L’expression : ‘immigration clandestine’ peut-elle encore garder son contenu négatif quand les motifs et les mobiles qui la sous-tendent sont la volonté de réussir dignement, d’assurer son avenir, d’aider ses parents et de les protéger contre l’ignominie sociale ?

D’ailleurs, ces parents qui pleurent dans les publicités en question, qui les a affamés au point de voir leur progéniture prendre le large à la recherche de quoi les nourrir ? N’est-ce pas ce régime de l’Alternance qui ignore le monde rural, qui brade les terres, augmente les denrées de première nécessité, et défavorise même les plus méritants d’entre nous dès l’instant qu’ils sont identifiés comme positionnés hors des périmètres du Pds.

Ce qu’il faut plutôt dire pour le cas des jeunes sénégalais, s’agissant bien entendu de l’immigration clandestine, c’est qu’à l’impossible, nul n’est tenu ; et que ce voyage est un voyage d’honneur, de jom, de fiit et de Ngor et, cette clandestinité est dictée par la raison, la dignité et la détermination face à un régime d’infortune et à un gouvernement qui a fini de donner les preuves accablantes de son incompétence tragiquement inqualifiable.
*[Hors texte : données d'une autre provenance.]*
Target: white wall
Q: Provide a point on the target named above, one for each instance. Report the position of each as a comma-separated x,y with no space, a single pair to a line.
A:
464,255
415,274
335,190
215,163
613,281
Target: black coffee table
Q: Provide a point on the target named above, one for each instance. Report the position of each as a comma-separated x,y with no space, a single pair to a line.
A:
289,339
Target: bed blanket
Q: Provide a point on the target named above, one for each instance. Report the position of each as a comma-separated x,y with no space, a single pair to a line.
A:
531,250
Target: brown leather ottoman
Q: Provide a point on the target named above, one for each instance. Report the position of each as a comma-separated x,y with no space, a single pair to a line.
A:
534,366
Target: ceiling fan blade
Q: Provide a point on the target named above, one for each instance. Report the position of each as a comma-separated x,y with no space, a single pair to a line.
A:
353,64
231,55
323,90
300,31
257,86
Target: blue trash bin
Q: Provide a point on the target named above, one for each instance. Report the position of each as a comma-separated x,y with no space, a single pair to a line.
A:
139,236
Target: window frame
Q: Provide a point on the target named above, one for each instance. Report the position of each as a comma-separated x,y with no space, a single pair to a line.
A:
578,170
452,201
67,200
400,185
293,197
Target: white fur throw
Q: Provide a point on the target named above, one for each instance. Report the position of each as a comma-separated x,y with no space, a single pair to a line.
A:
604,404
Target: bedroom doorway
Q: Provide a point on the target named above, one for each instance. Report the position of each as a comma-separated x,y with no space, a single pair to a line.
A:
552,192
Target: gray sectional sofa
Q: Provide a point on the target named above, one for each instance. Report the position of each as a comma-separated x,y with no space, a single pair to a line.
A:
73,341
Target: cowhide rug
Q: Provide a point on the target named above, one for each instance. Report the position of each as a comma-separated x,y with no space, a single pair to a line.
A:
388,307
Par ailleurs, nous devons à la vérité, reconnaître que les jeunes qui triomphent du périple et des périls qui lui sont inhérents, comptent dans leurs rangs beaucoup d’entre eux qui ont réussi que le nombre de ceux qui ont échoué est considérablement insignifiant.

C’est donc cacher volontairement l’aspect positif de ce voyage du salut que de nous montrer uniquement des parents qui pleurent. Une fois de plus, qu’on nous épargne ces images mensongères de parents qui pleurent et qu’on nous montre, à la place, celles majoritaires de parents d’immigrés qui, aujourd’hui, ont le sourire jusqu’aux coins de la mâchoire, parce que bien entretenus à coup d’euros par leurs fils qui ont osé effectuer ce voyage au bout du désespoir.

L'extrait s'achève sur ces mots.